While EPA is required under the revised statute to focus on substances identified in the Agency's Workplan in determining High-Priority chemicals, EPA indicates in the proposal that it believes the Safer Chemicals Ingredients List to be a "good starting point" for identifying Low Priority Substance candidates.

This prioritization process does not apply to the first ten chemical substances that EPA identified in November 2016, which will automatically go through the risk evaluation process: 1,4 dioxane; 1-bromopropane; asbestos; carbon tetrachloride; cyclic aliphatic bromide cluster; methylene chloride (MC); n-methylpyrrolidone (NMP); pigment violet 29; trichloroethylene (TCE) and tetrachloroethylene (PERC).

This proposal can be accessed here. Comments are due on March 18, 2017.

Risk Evaluation Requirements

On January 13, 2017, EPA also released a pre-publication version of a proposed rule that would establish the process for conducting risk evaluations for High Priority Substances (in addition to the ten substances that EPA has already identified). Although much of the proposal is intended to implement the statutory language, EPA does provide additional specifics with regard to the process for and scope of the risk evaluation.

Under TSCA, as revised, EPA is required to issue a final scoping document within six months of initiating a risk evaluation. EPA proposes to add the requirement to first issue a draft scoping document for public comment, and to prohibit commenters from providing additional comment regarding the scope of the risk evaluation after that initial comment period is over. Part of the scoping process will include defining the "known, intended, and reasonably foreseen" conditions of use, which will guide the risk evaluation.

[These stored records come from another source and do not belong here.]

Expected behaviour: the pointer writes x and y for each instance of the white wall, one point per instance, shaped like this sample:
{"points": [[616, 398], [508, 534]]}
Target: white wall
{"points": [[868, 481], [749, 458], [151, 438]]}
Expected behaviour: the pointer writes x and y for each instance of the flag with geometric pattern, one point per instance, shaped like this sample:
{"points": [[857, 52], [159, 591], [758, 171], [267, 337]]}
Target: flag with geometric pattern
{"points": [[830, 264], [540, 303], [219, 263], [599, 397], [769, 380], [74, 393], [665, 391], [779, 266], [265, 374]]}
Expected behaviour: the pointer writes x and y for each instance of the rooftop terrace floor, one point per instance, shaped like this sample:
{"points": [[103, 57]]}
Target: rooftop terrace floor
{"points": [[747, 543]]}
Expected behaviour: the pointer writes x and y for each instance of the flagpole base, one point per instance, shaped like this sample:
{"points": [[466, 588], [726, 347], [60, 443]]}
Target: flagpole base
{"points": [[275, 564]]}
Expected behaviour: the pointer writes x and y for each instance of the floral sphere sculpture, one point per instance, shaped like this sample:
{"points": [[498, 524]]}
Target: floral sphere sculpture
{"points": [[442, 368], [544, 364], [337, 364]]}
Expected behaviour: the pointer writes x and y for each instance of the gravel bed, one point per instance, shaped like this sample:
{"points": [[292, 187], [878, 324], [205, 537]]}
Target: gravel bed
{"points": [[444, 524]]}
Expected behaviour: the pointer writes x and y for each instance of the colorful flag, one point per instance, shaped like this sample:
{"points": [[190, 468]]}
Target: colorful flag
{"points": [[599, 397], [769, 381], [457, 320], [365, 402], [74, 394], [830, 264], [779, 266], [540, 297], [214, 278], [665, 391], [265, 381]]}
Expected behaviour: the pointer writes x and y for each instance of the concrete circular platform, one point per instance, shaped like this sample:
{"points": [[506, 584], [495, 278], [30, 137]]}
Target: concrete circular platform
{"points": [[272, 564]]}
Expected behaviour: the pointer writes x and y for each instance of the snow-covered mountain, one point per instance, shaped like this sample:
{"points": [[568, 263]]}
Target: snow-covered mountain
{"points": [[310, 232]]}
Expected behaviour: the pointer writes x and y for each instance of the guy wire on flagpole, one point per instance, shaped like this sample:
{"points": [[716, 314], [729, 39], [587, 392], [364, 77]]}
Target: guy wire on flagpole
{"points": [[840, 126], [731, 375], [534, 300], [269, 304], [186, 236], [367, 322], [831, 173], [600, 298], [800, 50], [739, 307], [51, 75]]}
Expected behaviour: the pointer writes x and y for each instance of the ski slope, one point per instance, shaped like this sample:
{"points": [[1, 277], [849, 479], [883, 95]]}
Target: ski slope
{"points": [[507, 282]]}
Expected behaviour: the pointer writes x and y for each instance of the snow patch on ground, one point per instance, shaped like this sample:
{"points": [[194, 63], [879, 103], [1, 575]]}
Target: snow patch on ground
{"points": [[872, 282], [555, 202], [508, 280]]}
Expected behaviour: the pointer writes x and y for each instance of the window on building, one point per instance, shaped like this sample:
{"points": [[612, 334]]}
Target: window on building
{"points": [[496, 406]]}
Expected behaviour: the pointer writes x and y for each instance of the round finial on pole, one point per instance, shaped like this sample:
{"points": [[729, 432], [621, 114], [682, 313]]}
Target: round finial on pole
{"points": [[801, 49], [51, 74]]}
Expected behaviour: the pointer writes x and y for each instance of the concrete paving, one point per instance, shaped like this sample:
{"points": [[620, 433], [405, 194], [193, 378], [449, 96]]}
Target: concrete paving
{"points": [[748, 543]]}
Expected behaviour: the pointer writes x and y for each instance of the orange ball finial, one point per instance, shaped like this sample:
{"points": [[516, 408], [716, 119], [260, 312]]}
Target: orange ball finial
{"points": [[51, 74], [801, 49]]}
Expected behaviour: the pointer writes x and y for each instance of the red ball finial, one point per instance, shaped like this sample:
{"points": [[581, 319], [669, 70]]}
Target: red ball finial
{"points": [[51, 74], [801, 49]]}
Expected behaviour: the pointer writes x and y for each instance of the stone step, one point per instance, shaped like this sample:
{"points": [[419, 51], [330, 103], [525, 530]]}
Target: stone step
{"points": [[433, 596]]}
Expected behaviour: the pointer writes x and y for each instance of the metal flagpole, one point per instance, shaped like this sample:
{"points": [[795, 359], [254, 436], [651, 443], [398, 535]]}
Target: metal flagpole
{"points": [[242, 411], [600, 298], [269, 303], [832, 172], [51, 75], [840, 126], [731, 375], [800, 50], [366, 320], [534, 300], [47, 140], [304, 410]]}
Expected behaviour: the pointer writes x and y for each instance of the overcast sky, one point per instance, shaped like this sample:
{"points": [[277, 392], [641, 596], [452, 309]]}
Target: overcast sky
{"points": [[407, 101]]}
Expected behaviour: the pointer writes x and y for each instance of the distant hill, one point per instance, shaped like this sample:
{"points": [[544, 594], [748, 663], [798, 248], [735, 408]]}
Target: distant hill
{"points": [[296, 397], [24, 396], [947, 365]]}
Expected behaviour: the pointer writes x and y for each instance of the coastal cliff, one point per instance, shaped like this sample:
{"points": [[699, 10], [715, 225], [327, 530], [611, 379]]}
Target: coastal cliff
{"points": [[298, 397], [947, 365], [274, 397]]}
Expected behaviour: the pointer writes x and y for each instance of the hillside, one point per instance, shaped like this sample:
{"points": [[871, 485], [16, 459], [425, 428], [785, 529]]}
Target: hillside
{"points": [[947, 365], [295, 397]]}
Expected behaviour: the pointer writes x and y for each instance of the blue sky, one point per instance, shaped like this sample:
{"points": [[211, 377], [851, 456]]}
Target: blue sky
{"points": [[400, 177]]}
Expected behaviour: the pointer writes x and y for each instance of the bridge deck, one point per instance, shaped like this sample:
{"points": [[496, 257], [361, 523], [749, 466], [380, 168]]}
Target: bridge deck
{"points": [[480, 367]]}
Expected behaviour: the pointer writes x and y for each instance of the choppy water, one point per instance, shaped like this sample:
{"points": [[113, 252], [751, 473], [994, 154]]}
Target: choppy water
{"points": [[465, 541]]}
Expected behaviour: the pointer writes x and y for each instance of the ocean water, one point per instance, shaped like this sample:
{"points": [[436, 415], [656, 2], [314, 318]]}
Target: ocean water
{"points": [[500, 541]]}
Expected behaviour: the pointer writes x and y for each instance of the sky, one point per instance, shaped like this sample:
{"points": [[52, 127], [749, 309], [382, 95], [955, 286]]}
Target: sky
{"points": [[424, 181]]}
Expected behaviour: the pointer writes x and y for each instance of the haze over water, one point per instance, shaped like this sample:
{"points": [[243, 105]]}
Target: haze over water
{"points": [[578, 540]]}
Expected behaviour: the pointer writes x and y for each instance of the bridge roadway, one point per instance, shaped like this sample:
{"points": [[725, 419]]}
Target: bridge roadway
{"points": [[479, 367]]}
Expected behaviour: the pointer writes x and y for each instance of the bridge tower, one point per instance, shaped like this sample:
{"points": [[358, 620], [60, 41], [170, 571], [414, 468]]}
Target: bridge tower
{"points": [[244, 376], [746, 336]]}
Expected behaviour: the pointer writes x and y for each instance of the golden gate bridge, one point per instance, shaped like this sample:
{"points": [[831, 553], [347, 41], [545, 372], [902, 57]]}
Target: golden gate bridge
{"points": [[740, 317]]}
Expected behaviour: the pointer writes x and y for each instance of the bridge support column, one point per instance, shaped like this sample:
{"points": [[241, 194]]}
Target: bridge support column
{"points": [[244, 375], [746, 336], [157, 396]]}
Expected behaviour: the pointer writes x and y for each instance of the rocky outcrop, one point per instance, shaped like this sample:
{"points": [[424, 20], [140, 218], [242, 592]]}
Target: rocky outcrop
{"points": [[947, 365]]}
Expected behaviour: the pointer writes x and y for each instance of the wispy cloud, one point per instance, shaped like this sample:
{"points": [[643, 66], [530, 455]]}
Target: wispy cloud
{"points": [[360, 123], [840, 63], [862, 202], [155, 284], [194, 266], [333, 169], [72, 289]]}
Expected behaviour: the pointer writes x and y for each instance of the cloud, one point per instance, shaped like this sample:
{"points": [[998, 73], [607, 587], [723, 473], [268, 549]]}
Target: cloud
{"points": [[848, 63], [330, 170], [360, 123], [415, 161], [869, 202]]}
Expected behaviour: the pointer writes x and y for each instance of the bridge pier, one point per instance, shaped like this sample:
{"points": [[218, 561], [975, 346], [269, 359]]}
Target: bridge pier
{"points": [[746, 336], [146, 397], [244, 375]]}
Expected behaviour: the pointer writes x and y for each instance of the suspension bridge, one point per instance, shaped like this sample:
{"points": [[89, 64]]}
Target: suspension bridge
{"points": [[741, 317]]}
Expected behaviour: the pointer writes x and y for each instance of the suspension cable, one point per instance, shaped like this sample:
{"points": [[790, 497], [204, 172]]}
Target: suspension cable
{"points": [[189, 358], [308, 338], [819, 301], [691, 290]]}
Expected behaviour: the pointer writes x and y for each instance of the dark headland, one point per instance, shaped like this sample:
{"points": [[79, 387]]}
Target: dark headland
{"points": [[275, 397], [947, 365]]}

Notably, EPA proposes not to define key aspects of the risk evaluation, including what constitutes an "unreasonable risk" that would justify regulating a chemical substance, the "weight of the scientific evidence" used to determine whether a chemical substance presents an "unreasonable risk," and "best available science," which the Agency is required to evaluate in determining whether the "weight of the scientific evidence" indicates that a chemical substance presents an "unreasonable risk." EPA asks for comment on whether definitions for these terms should be codified.

The proposed rule also includes a process for manufacturer-initiated risk evaluations, for which the Agency proposes to allow a public comment period for others to provide relevant information that may inform the risk evaluation.

EPA plans to apply this process to the first ten chemical substances to be evaluated from the TSCA Work Plan as well as chemicals that are identified as High Priority as a result of the prioritization process discussed above.

Although the Priebus Memo – delaying the effective date of rules that had been published in the Federal Register and requiring the Office of the Federal Register to return rules to agencies that had not yet been published – may not directly apply to this proposed rule, it appears that it has been held up at least temporarily during the transition to the new Administration. Although it is unclear whether it will be revised prior to being re-submitted to the Office of Federal Register for publication, whether and how to define many of the relevant terms, including "best available science" and "weight of the science," could be seen as an opportunity by the incoming Administration to influence EPA decision-making as it implements TSCA reform.

A copy of the pre-publication of the risk evaluation process proposal can be found here.

The content of this article is intended to provide a general guide to the subject matter. Specialist advice should be sought about your specific circumstances.